This blog comes from special guest, my line sister, Mimi! Mimi is the epitome of dopiness! Check this out: She's a recent graduate of American University where she earned her Master’s degree in public administration in May 2018. She also holds a Bachelor’s of Science degree in political science from Texas Christian University. Mimi, a member of Delta Sigma Sorority, Inc., serves on multiple boards including Purpose Tutors and is the co-chair of the TFA DC region alumni organization, The Bridge. Dope right! This doesn't even cover it all! Mimi is one of the most loving people you'd ever meet! So why not have her talk about love and building relationships!? See what she has to say below!
"With February slowly creeping up on us, it’s difficult to avoid the fact that Valentine’s Day is around the corner and if you’re like me, you’re probably rolling your eyes at yet another made up, corporate holiday. Don’t get me wrong, I dig the fancy heart shaped chocolates that infiltrate grocery stores starting immediately after the new year and the countless red roses that line the grocery stores, office buildings, and practically every restaurant in your local neighborhood. However, what I find deeply problematic is how we as a society have accepted this holiday as some force from the universe that pressures us to somehow only confess our emotions toward one another on this particular date and then expect for this inauthentic gesture to be sufficient enough for those closest to us.
I remember once reading an Instagram post that said something along the lines of “Never make people you love the most guess how you feel about them.” Well, my rendition of this saying would be, “Never make people you love the most guess how you feel about them until Valentine’s Day.” If you’re like me, you’ve probably taken the Love Languages quiz one too many times (and have also encouraged your closest family and friends to take it too). That quiz not only made me realize the various ways I needed to be loved, but it also revealed how I could effectively show affection to my loved ones. More importantly, I’ve realized that all of this means absolutely nothing if you fail to communicate this to others! Side note: my top love language is ‘words of affirmation’ for anyone who’s reading this and wants to send some encouragement my way ;)
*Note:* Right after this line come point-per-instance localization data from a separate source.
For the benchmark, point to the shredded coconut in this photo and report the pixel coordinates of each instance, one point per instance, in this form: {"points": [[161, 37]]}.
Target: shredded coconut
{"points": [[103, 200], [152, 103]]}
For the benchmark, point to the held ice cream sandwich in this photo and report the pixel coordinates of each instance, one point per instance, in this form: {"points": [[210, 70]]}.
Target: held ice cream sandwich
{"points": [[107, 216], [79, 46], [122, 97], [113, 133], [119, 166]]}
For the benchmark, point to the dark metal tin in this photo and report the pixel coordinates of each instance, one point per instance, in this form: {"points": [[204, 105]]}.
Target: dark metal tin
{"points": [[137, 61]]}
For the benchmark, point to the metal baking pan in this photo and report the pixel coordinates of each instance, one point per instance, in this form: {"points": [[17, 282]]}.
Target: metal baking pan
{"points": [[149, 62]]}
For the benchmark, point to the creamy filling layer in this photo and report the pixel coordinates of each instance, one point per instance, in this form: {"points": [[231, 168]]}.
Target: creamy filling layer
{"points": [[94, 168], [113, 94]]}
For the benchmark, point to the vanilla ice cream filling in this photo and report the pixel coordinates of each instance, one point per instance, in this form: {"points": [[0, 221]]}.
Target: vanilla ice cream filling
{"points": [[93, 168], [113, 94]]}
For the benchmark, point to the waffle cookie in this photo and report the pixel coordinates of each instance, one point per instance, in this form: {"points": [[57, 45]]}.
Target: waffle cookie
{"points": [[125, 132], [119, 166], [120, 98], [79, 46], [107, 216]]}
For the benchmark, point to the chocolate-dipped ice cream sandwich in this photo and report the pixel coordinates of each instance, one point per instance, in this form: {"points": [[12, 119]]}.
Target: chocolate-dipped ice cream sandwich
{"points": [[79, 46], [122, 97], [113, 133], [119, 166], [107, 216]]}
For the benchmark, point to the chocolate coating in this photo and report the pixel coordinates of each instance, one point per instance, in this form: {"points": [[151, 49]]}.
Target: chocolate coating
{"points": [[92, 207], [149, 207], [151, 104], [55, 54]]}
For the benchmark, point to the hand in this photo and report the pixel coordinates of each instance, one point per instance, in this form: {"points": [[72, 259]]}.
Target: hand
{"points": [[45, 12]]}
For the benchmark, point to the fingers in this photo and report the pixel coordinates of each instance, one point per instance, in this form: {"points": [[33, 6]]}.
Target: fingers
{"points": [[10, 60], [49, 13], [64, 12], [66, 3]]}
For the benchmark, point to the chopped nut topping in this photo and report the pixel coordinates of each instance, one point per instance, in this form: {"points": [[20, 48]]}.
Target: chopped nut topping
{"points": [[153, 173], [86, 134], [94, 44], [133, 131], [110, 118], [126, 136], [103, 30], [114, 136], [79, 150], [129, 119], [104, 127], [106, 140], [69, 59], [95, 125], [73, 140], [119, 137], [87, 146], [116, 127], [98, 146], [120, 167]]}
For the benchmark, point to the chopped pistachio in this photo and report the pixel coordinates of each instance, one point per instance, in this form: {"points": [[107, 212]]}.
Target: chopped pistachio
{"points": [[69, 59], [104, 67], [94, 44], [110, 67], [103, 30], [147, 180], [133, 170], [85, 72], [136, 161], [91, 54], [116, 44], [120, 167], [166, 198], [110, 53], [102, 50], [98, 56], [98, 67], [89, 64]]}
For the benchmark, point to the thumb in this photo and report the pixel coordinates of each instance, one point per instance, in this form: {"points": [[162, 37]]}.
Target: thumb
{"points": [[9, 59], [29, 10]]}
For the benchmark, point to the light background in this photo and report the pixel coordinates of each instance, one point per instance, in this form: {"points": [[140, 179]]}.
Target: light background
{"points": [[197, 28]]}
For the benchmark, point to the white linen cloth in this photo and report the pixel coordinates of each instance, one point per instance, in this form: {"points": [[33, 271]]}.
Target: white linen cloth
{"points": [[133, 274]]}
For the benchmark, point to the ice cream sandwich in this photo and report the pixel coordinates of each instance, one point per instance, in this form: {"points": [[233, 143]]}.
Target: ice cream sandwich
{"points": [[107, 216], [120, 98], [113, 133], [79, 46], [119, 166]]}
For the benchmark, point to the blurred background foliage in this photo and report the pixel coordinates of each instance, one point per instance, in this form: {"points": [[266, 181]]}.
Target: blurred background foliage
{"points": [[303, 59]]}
When it comes to expressing our feelings toward our loved ones, I can guarantee that Africans are the absolute worst at this. Growing up in an Ethiopian household, it was extremely uncommon to hear the words “I love you” or anything remotely similar be muttered from the mouths of my parents or grandparents. This was mostly due to the fact that they were raised in a culture that didn’t value the need to consistently express emotions in authentic ways. Nowadays, times have clearly changed and since then, we’ve experienced various cultural paradigms, but I think we should get in the habit of effectively expressing affection to our dear ones. Just to be clear, there’s also nothing wrong with simply asking others about the best way they’d like to receive affection instead of making assumptions like we’ve been doing all this years.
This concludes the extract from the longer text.